The patient, who was reportedly identified as Thomas Eric Duncan, traveled from Liberia to Texas in September and began showing symptoms nearly a week before he was formally diagnosed and isolated, raising concerns over how many others may have been exposed.
Health authorities said they were monitoring a list of about 100 people who had some level of contact with Duncan.
“Out of an abundance of caution, we’re starting with this very wide net, including people who have had even brief encounters with the patient,” the Texas Department of State Health Services said on its press office Twitter account.
“The number will drop as we focus in on those whose contact may represent a potential risk of infection,” it added.
Meanwhile, the four family members will be legally required to stay home without visitors until October 19.
They will also be required to provide blood samples, agree to any health testing, and report any symptoms of Ebola, including fever, muscle aches, vomiting and diarrhea.
“We have tried and true protocols to protect the public and stop the spread of this disease,” David Lakey, Texas health commissioner, said in a statement.
“This order gives us the ability to monitor the situation in the most meticulous way.”
The infected man was sent home from a hospital on September 26, admitted two days later, but only formally diagnosed with Ebola on September 30.
A person can become sick with Ebola up to 21 days after exposure.

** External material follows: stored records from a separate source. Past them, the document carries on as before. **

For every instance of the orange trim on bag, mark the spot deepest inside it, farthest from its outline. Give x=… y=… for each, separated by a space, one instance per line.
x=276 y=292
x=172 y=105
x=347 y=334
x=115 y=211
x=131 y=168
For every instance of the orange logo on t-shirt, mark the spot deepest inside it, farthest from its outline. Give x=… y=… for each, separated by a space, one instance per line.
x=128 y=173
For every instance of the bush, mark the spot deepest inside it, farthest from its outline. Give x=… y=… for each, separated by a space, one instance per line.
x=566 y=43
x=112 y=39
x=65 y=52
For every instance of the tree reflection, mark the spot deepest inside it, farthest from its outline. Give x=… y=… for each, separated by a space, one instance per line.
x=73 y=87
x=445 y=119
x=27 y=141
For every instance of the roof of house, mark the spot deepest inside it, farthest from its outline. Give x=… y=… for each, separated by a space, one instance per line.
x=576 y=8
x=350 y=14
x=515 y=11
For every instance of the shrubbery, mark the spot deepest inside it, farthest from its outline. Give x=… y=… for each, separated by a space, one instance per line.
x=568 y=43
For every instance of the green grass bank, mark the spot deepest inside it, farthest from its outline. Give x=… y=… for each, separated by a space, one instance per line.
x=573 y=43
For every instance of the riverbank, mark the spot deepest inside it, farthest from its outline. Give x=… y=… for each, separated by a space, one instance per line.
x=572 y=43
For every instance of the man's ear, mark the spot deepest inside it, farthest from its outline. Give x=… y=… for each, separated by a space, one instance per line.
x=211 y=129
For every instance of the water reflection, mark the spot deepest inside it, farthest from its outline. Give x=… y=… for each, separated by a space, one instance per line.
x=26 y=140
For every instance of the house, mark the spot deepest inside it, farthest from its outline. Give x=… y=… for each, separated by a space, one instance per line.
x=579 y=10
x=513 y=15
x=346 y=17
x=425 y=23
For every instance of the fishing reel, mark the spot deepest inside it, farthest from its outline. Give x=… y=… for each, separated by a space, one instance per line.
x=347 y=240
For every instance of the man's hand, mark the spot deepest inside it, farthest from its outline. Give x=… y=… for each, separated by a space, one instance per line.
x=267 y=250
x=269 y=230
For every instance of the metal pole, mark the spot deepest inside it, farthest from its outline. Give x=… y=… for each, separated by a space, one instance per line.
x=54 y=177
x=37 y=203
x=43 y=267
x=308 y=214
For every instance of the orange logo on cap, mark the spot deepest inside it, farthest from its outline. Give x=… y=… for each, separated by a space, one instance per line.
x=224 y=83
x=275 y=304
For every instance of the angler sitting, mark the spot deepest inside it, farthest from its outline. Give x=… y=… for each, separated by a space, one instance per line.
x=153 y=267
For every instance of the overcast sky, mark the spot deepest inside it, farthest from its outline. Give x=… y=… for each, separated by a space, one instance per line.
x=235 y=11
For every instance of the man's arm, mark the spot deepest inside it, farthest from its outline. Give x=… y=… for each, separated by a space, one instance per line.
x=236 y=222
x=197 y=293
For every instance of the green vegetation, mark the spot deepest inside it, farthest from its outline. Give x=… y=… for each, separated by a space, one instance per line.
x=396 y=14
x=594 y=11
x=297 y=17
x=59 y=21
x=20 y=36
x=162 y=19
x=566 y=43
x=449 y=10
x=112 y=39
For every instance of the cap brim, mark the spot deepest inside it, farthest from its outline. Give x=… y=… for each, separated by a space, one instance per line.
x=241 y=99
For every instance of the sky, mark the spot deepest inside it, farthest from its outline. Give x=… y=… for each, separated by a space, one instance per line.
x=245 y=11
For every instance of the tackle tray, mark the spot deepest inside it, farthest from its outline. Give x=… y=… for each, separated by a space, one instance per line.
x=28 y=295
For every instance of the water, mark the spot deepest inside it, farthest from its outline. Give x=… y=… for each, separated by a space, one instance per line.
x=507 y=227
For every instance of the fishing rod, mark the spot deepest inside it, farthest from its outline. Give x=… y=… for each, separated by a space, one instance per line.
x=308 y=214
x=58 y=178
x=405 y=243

However, infected patients are only contagious once they start showing symptoms, and the virus can only spread through direct contact with bodily fluids.

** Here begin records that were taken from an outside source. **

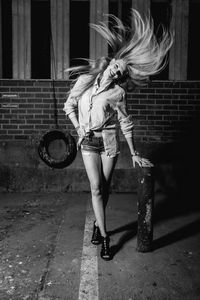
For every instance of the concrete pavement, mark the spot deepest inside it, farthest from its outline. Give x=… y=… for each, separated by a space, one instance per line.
x=42 y=242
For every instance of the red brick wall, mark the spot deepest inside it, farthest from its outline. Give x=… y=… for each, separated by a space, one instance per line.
x=163 y=111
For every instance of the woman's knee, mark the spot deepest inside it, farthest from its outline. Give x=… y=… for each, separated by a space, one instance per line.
x=95 y=189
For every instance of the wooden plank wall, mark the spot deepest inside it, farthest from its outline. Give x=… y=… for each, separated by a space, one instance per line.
x=98 y=11
x=21 y=12
x=179 y=50
x=1 y=67
x=143 y=6
x=60 y=38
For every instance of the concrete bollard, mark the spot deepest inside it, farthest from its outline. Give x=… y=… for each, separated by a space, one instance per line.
x=145 y=201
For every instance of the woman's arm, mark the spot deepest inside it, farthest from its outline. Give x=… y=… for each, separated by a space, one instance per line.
x=127 y=125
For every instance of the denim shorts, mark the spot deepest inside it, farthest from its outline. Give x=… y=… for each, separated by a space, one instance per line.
x=93 y=144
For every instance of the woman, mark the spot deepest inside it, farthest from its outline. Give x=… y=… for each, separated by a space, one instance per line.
x=100 y=98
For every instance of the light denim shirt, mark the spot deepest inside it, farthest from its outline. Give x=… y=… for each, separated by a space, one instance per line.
x=103 y=108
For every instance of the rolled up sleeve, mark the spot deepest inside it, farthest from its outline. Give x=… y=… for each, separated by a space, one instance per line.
x=72 y=101
x=125 y=120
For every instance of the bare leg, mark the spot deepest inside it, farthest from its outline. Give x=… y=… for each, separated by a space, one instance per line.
x=108 y=165
x=92 y=162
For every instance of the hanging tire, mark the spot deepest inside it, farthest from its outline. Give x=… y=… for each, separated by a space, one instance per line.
x=70 y=149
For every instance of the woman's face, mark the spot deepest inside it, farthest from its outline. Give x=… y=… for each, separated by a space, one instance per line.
x=115 y=69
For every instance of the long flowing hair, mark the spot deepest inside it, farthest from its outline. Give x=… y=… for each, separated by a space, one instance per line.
x=143 y=53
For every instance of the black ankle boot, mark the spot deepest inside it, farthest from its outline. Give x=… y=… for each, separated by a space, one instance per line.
x=96 y=235
x=105 y=250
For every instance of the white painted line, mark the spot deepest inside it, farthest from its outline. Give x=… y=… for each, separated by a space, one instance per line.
x=88 y=289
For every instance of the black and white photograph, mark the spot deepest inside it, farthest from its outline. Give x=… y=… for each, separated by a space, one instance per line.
x=99 y=150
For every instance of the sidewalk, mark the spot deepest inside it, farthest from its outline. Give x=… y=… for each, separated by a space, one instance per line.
x=41 y=244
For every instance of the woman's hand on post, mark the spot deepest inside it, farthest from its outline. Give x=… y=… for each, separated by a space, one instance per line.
x=142 y=162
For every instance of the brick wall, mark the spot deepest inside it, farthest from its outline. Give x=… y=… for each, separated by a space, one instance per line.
x=166 y=118
x=163 y=111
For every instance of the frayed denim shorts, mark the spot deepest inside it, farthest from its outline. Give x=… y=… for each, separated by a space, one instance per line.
x=93 y=143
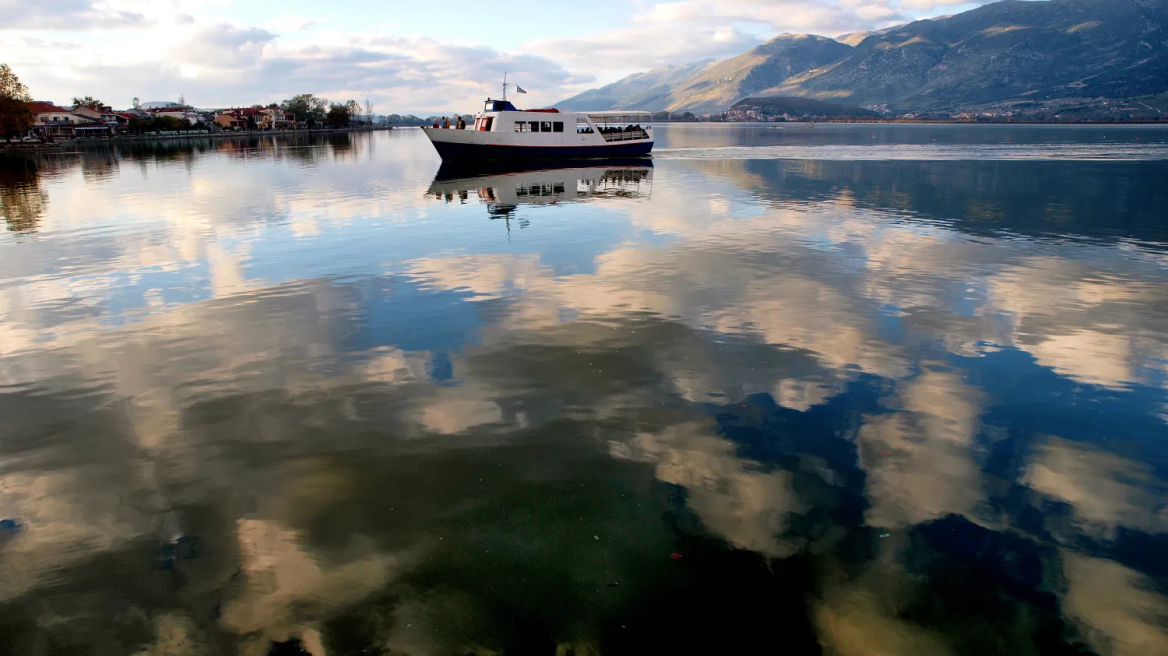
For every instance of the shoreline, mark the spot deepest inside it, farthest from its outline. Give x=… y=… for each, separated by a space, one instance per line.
x=56 y=146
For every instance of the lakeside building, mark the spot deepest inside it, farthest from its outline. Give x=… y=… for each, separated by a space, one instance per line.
x=50 y=120
x=271 y=117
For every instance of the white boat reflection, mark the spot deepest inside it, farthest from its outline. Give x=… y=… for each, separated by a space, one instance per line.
x=502 y=189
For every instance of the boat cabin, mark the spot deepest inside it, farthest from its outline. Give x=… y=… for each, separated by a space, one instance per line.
x=501 y=116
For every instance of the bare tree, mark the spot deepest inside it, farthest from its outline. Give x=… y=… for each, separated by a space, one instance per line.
x=11 y=86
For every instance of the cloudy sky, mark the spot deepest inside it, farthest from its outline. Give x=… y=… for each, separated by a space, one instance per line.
x=403 y=56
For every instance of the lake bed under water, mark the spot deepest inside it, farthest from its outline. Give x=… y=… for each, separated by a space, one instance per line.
x=842 y=390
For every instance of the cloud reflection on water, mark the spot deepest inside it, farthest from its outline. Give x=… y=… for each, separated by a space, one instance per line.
x=310 y=363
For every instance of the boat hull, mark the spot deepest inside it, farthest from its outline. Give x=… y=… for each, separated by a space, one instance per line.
x=464 y=151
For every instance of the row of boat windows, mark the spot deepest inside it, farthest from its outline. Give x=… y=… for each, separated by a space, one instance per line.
x=540 y=126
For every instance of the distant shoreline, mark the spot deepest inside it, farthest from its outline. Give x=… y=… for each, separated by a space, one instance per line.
x=929 y=121
x=44 y=147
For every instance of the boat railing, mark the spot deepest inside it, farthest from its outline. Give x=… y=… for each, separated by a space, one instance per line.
x=618 y=134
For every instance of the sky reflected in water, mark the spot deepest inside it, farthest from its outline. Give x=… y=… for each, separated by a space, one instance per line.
x=319 y=395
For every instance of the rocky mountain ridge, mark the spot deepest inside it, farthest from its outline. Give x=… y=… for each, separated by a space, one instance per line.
x=1009 y=50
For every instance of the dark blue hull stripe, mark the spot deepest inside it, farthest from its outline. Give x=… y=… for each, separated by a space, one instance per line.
x=449 y=151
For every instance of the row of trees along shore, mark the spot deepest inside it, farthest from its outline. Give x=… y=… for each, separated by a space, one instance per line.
x=16 y=118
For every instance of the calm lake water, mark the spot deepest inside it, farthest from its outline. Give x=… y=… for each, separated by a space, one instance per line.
x=845 y=390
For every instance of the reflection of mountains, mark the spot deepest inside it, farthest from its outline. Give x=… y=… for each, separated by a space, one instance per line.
x=503 y=188
x=979 y=197
x=22 y=200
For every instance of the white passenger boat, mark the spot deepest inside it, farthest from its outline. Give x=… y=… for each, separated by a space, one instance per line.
x=503 y=132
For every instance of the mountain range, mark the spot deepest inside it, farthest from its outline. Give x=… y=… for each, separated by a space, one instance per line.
x=1014 y=50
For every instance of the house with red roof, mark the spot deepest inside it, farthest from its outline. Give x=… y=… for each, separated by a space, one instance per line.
x=50 y=120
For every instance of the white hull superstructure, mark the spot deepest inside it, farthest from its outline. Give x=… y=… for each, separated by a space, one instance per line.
x=502 y=132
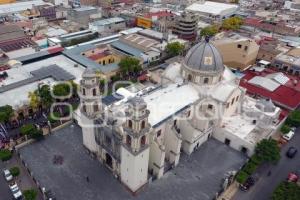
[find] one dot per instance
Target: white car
(15, 190)
(7, 175)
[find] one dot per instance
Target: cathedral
(142, 135)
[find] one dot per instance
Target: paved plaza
(196, 177)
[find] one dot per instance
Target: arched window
(143, 124)
(129, 123)
(96, 108)
(128, 140)
(206, 80)
(143, 140)
(84, 108)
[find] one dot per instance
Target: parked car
(289, 135)
(8, 177)
(16, 191)
(292, 151)
(292, 177)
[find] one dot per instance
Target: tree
(129, 65)
(27, 129)
(242, 176)
(286, 191)
(232, 23)
(34, 100)
(6, 112)
(5, 155)
(174, 48)
(45, 96)
(30, 194)
(293, 118)
(285, 129)
(15, 171)
(209, 30)
(268, 151)
(61, 90)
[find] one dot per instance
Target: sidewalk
(229, 192)
(24, 180)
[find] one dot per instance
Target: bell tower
(90, 108)
(135, 148)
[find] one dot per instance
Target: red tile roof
(287, 95)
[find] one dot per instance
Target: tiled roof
(286, 95)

Duncan’s nephew, Josephus Weeks, told NBC News on Wednesday that he called the US Centers for Disease Control and Prevention on September 28 over concerns his uncle was not getting proper care.
“I called CDC to get some actions taken, because I was concerned for his life and he wasn’t getting the appropriate care,” Weeks said.
“I feared other people might also get infected if he wasn’t taken care of,” Weeks told NBC via Skype.
An official at the hospital where Duncan is being treated said Wednesday the patient had told a nurse at his first exam on September 26 that he had recently traveled to Africa, which, coupled with his symptoms, should have immediately prompted the hospital to consider Ebola.
“Regretfully, that information was not fully communicated throughout the full team,” said Mark Lester, executive vice president of Texas Health Resources, and the information was sent home because the medical team “felt clinically it was a low-grade common viral disease.”
West Africa is struggling to contain the world’s largest outbreak of the deadly hemorrhagic virus in history, which has taken more than 3,000 lives already this year.